Request body decoding format.
Response body encoding format.

Serialization rules:

By default, primitive types (such as string, int32, bool, etc.) are encoded directly as the text representation of their raw values.
Composite types (such as struct, union, sequence, map) default to application/json.

Interface-level annotations serve as defaults, which method-level annotations override.

`@cors`

The @cors annotation is used to declare Cross-Origin Resource Sharing (CORS) policies, targeting interfaces or methods.

Think of it as “attaching a cross-origin response policy to this set of HTTP routes.”

Supported basic forms:

@cors: Unconditionally enable CORS.
@cors("https://app.example.com", "https://admin.example.com"): Accept only these origins.

Example:

@cors
interface UserApi {
    @get(path = "/users/{id}")
    string getUser(@path @rename("id") string id);

    @cors("https://admin.example.com", "https://console.example.com")
    @post(path = "/users")
    void createUser(string name);
};

Where:

@cors means the interface or method accepts cross-origin access from any origin.
@cors("...", "...") means the interface or method only accepts the listed Origins.
Multiple string parameters represent an origin allowlist.

Inheritance and overriding rules:

Interface-level @cors serves as the default policy.
Method-level @cors overrides the interface-level default policy.
If a method does not declare @cors, it inherits the interface-level configuration.

In the example above:

getUser inherits the interface-level @cors, thus unconditionally enabling CORS.
createUser uses its own method-level @cors("...", "...").
The final policy for createUser follows the method declaration, accepting only the listed origins.

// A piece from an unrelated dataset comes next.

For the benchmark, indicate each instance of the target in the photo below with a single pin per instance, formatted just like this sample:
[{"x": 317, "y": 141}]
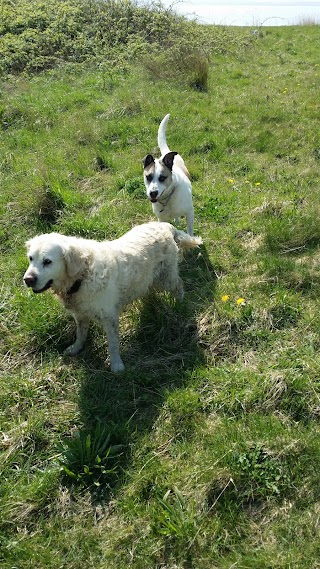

Runtime semantic recommendations:

Routes matching @cors should return the corresponding Access-Control-Allow-Origin.
When a browser initiates an OPTIONS preflight request, the response should be calculated based on the same policy.
The difference between @cors and @cors("...", "...") is mainly in the set of allowed origins.

These rules are HTTP boundary behaviors and do not change XIDL method signatures or participate in business parameter binding.

`@optional`

In HTTP scenarios:

Optional Query parameters can be omitted.
Optional Body fields can be omitted.
Path parameters cannot be optional.

This determines how field requirement is understood in OpenAPI and runtime validation.

Attribute Mapping

Attributes are mapped to implicit operations, which then follow normal HTTP mapping rules.

In other words, attributes themselves are not independent special channels; they enter HTTP semantics through the generated access operations.

Implementation Recommendations

If you are implementing a generator or runtime:

Perform strict validation first; do not silently tolerate conflicting annotations.
Route normalization, parameter source resolution, and response shaping should be stable and reproducible.
Tutorial pages can be simplified, but RFC rules must not be ambiguous.